Eine Revolution ist aber keine, die sich im Rahmen bisheriger Verhältnisse bewegt. Diesen dialektischen Widerspruch gilt es aufzulösen.
Ich antworte vielleicht noch ausführlicher hierauf, will aber schon mal dies sagen: Schade, daß Sie Ihren Versuch, sich mein Fragespielkonzept anzueignen, so schnell aufgegeben haben. Da hätten Sie die Antwort gefunden.
"Ich antworte vielleicht noch ausführlicher hierauf, (...).Das würde mich freuen, denn in ihrem Buch hatte ich nicht mehr die Geduld aufgebracht. Wenn ich den Eindruck gewinne, etwas lässt sich kürzer und prägnant formulieren, ansonsten ..
Ich hoffe, Sie nehmen mir das nicht übel. Es kann auch an mir liegen. Es hat aber zumindest bewirkt, das ich mich anderweitig damit beschäftigt habe und werde.
Die Revolution muß demokratisch sein, d.h. von der großen Mehrheit ermitteltermaßen gewollt sein. Das war 1917 nicht so, das war in Chile nicht so usw.
lieber michael,
mir ist keine demokratische revolution bekannt. ich wage mal zu sagen, gestützt aufs milgram-experiment, die mehrheit besteht zum größten teil aus mitläufern. die revolutionäre minderheit muss es erreichen, dass die mitläufer zu ihr überlaufen...
nebenbei: in chile gab es einen putsch, aber keine revolution oder?
die revolution ist zur gewalt verdammt, weil sie andernfalls innen wie besonders außen durch gewalt zerschlagen wird. das lässt sich bei allen revolutionen zeigen.
Es gibt ja Worte für organisierte politische Gegengewalt, Revolte, Aufstand, Rebellion, Umsturz, usw, die den Gewalt- bzw Kampfaspekt betonen. Dagegen gibt es keinen Begriff außer Revolution (neben schwächeren Umschreibungen wie Umwälzung, Neubeginn, usw), der den strukturellen Wandel, wie ich ihn beschrieben habe, kennzeichnet (das auch @ H.Yuren: die französische Revolution ist in der Tat ein Revolutionsmodell, es geht um eine nicht mehr gottgegebene, sondern endlich selbstbestimmte Ordnung, die auf der Grundlage von Freiheit, Gleichheit und Brüderlichkeit errichtet wird. Das ist die radikale Umwälzung, in der im Unterschied zu den späteren linken Revolutionensversuchen noch nicht zwischen einer partikularen bürgerlichen und einer allgemeineren Freiheit unterschieden ist, es gibt noch keinen wahrnehmbaren vierten Stand, der universellere Interessen vertritt).

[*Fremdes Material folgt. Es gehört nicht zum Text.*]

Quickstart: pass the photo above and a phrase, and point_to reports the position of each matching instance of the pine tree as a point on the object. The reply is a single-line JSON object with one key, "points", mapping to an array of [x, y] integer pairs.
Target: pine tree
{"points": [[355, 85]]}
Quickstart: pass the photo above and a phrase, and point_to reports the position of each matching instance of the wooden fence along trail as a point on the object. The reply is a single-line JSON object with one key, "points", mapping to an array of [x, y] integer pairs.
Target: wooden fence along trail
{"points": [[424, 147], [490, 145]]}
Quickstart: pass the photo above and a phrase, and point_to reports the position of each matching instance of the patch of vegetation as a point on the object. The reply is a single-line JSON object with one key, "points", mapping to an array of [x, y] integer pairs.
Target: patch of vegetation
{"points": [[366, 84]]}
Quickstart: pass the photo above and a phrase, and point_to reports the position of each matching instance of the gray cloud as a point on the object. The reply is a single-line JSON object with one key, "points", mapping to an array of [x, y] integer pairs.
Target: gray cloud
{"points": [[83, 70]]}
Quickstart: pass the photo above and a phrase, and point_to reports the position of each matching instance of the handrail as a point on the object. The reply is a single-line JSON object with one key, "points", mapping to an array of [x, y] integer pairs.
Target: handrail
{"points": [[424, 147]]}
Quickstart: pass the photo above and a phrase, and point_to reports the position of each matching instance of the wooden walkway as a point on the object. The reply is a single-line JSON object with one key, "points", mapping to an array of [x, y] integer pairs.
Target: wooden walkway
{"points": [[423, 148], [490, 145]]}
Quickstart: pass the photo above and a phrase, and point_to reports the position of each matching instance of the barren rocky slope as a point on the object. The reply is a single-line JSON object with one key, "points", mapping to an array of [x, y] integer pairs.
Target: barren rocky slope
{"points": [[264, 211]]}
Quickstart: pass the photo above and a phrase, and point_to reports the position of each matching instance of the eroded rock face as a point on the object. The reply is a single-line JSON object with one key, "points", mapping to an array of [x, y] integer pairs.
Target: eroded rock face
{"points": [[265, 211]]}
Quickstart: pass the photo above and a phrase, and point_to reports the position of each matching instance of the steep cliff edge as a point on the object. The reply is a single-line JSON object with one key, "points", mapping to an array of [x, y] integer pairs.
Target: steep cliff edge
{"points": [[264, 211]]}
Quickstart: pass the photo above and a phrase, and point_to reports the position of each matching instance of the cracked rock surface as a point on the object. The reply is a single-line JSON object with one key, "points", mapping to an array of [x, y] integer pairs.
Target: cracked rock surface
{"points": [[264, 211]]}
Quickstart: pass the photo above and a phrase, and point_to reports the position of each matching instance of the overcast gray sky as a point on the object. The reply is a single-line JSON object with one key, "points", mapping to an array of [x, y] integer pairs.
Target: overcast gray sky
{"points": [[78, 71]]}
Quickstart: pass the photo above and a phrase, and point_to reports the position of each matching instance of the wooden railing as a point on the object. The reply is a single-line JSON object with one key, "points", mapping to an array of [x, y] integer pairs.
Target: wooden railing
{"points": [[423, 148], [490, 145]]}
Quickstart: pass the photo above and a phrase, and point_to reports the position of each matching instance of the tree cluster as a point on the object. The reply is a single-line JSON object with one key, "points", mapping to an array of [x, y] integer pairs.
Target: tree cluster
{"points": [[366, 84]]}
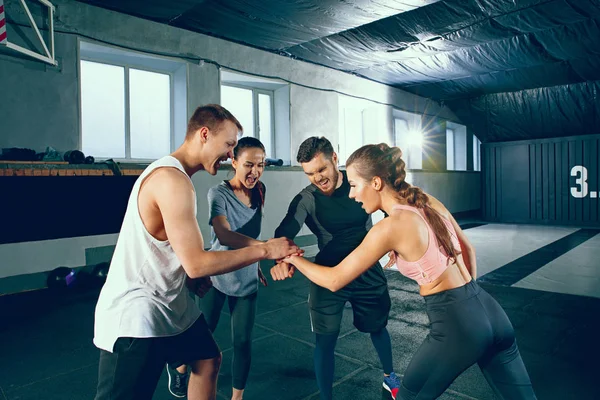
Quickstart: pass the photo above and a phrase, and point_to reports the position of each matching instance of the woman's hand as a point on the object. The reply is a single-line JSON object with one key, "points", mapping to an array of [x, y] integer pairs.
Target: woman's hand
{"points": [[262, 278]]}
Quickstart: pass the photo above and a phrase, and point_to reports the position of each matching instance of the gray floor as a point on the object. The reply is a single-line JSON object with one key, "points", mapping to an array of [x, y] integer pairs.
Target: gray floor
{"points": [[46, 350]]}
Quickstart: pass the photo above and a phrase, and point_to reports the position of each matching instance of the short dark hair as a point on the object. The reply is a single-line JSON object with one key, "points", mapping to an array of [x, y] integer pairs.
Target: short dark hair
{"points": [[210, 116], [247, 142], [313, 146]]}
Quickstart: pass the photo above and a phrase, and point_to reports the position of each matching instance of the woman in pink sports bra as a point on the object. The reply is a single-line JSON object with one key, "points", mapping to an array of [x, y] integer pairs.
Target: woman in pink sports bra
{"points": [[467, 325]]}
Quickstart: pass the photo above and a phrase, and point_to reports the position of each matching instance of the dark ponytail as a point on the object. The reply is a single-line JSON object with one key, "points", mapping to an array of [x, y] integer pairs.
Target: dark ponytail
{"points": [[386, 162]]}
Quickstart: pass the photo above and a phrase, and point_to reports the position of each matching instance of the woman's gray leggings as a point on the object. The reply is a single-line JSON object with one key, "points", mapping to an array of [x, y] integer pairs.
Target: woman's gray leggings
{"points": [[243, 311], [467, 326]]}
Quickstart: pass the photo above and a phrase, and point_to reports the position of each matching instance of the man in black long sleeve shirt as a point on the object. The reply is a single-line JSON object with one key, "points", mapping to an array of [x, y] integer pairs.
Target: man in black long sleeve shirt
{"points": [[340, 225]]}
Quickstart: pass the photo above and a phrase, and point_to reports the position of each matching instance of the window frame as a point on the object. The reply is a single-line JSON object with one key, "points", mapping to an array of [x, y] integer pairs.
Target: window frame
{"points": [[127, 134], [413, 120], [255, 111]]}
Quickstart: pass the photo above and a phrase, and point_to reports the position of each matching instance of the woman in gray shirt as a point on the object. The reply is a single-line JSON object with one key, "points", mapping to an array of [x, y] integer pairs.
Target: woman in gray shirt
{"points": [[235, 216]]}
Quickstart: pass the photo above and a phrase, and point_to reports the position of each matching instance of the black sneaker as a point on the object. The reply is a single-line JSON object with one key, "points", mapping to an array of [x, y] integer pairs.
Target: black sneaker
{"points": [[177, 382]]}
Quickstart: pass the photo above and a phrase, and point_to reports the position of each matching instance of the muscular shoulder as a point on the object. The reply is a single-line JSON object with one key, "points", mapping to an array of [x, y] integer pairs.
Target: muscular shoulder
{"points": [[167, 178]]}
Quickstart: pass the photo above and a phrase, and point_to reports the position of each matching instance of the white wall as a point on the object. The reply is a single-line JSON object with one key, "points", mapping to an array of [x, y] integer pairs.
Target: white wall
{"points": [[40, 108], [458, 191], [45, 111]]}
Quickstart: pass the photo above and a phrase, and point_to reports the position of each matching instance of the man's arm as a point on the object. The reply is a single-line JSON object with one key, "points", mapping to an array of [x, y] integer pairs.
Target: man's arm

Nur, ist es nicht eine Binse, dass es eben genau die strukturelle Gewalt in den modernen Gesellschaften ist, die den Anlass für die andere Form des aktiven Widerstands, ggf., die mit einer Revolution i.d.R. verbundenen Gewalt ist?
Symbolische Formen des Widerstands, passiven Widerstand möchte ich nicht oder nur bedingt Gewalt nennen. Das dient der Mobilisierung und dem Öffentlichmachen von Nichtakzeptanz, nicht der Durchsetzung einer anderen Wirklichkeit. Gewalt kommt ins Spiel bei existentieller oder wenigstens so empfundener Bedrohung eines Kollektivs (das muß nicht einmal die Mehrheit sein, @ M.Jäger). Notwehr rechtfertigt den Einsatz aller Gewaltmittel, die zur Aufhebung der Notwehrsituation notwendig sind. Das sagt auch unser Privatrecht. Notwehr besitzt sogar eine Verantwortbarkeit über konkrete Kodifikationen von Privatrecht hinaus, eine Art Naturrecht. Kollektive Notwehrsituationen erlauben die gewaltsame Zerstörung der Ordnung, die diese existentielle Bedrohung zuläßt. Ich unterscheide daher zwischen gewaltsamen Notrevolutionen, wie es sie in der Vergangenheit gegeben hat, und wie sie weiterhin in vielen Teilen der Welt noch auf der Tagesordnung stehen, und Revolutionen, die eine emanzipierte Gesellschaft installieren (wollen). So notwendig die ersteren sind, so unwahrscheinlich ist es, daß sie sich im Sinne der letzteren entwickeln. Im Übrigen stellt die Notrevolution keinen Freibrief für revolutionäre Gewalt aus, unnötige Opfer müssen vermieden, die Verhältnismäßigkeit der Gewalt gewahrt werden. Und mit dem heutigen Kenntnisstand ist es geboten, wenigstens von Außen mäßigend auf die im Inneren solcher Konflikte kaum beherrschbare Gewaltdynamik einzuwirken. Aber gewaltfreie Notrevolution ist tatsächlich ein Oxymoron. Nur für die dagegengesetzte Revolution in und aus Freiheit ist Gewalt mit Gewaltopfern auszuschließen. Eine solche radikale Idee von Freiheit kann man natürlich für unrealistische Träumerei halten, und ich gebe zu, daß es nur ein anzustrebendes Ideal sein kann.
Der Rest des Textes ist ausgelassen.